The investigation confirms COVID-19 “has replicated existing health inequalities and, in some cases, increased them”, and the risk of dying among those diagnosed with the virus is higher in those living in the more deprived areas than those living in the least deprived, and higher in those in black, Asian and minority ethnic groups.
Public Health England has released its report looking at why people from ethnic minority backgrounds are “disproportionately” dying with coronavirus.
People from black ethnic groups were most likely to be diagnosed, and death rates from COVID-19 are highest among black and Asian Britons.
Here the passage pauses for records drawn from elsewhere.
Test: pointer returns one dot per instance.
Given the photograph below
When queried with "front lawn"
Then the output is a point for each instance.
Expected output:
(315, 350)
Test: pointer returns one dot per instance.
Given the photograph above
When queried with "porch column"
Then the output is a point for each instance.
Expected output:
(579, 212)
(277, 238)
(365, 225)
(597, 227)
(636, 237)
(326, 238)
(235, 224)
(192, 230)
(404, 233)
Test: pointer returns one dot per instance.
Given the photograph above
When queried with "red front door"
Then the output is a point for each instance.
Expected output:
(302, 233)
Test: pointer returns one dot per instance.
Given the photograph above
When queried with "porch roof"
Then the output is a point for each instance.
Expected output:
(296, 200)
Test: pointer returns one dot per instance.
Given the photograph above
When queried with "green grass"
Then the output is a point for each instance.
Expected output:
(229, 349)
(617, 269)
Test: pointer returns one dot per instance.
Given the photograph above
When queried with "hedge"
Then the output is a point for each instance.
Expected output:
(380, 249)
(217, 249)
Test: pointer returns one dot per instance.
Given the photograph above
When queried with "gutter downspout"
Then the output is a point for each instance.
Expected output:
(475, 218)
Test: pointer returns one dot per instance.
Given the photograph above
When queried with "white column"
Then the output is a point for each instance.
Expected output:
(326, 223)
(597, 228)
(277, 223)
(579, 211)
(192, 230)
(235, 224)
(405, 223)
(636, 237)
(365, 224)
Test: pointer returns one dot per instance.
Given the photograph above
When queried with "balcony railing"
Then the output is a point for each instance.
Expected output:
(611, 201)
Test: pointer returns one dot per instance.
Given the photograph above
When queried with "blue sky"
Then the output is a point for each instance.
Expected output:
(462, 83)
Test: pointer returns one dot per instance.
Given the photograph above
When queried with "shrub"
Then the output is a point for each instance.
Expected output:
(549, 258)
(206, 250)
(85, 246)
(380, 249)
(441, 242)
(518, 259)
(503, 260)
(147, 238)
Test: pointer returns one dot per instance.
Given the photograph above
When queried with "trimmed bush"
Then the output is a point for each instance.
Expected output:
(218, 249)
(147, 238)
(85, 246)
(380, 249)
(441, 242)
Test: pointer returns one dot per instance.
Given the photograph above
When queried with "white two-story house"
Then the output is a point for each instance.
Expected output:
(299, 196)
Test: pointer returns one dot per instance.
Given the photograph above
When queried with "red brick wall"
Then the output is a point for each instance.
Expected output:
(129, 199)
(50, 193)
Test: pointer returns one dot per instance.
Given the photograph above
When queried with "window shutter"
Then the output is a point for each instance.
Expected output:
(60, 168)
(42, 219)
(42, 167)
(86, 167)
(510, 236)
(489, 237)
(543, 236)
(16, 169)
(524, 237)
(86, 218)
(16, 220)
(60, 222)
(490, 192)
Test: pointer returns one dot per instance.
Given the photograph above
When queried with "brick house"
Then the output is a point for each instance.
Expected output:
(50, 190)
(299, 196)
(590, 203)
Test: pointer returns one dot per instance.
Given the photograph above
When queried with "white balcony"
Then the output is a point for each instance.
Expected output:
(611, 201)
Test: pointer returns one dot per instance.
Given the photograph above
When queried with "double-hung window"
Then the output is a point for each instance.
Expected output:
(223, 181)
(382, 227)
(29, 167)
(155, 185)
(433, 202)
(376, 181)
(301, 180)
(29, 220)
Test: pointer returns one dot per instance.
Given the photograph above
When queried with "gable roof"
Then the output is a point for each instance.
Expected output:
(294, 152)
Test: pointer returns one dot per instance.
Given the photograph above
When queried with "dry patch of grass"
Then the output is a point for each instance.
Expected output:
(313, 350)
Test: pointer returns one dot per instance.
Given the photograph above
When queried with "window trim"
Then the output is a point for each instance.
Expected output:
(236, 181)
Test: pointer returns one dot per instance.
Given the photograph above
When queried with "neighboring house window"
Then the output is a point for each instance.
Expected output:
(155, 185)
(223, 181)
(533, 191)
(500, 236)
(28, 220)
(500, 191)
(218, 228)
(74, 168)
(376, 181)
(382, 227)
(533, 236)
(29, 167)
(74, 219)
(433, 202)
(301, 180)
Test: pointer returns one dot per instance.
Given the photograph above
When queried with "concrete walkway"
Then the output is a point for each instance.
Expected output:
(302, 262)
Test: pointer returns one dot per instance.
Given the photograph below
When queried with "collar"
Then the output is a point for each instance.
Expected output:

Analysis of survival among confirmed COVID-19 cases shows after accounting for the effect of sex, age, deprivation and region, people of Bangladeshi ethnicity had around twice the risk of death than people of white British ethnicity, while those of Chinese, Indian, Pakistani, Caribbean and ‘other black’ ethnicity had between 10 – 50 percent higher risk of death compared to white British.
The highest age standardised diagnosis rates of COVID-19 per 100,000 population were in people of Black ethnic groups (486 in females and 649 in males), and the lowest were in people of White ethnic groups (220 in females and 224 in males). An analysis of survival among confirmed COVID-19 cases shows after accounting for the effect of sex, age, deprivation and region, people of Bangladeshi ethnicity had around twice the risk of death when compared to white British.
This is the precise opposite of previous years, when mortality rates of every cause were lower in Asian and black ethnic groups. Compared to previous years, all cause mortality has been almost four times higher than expected among black males for this period, almost three times higher in Asian males and almost twice as high in white males. Among females, deaths were almost three times higher in this period in black, mixed and ‘other’ groups, and around two and a half times higher in Asian females compared with 1.6 times in white females.
These analyses were not able to include the effect of occupation, and “important shortcoming” because occupation is associated with risk of COVID-19 exposure and we know some key occupations have a high proportion of workers from BAME groups. These analyses were also not able to include the effect of comorbidities or obesity. These are also important factors as they’re associated with the risk of death and more commonly seen in some BAME groups. Other evidence has shown when these are included, the difference in risk of death among hospitalised patients is greatly reduced.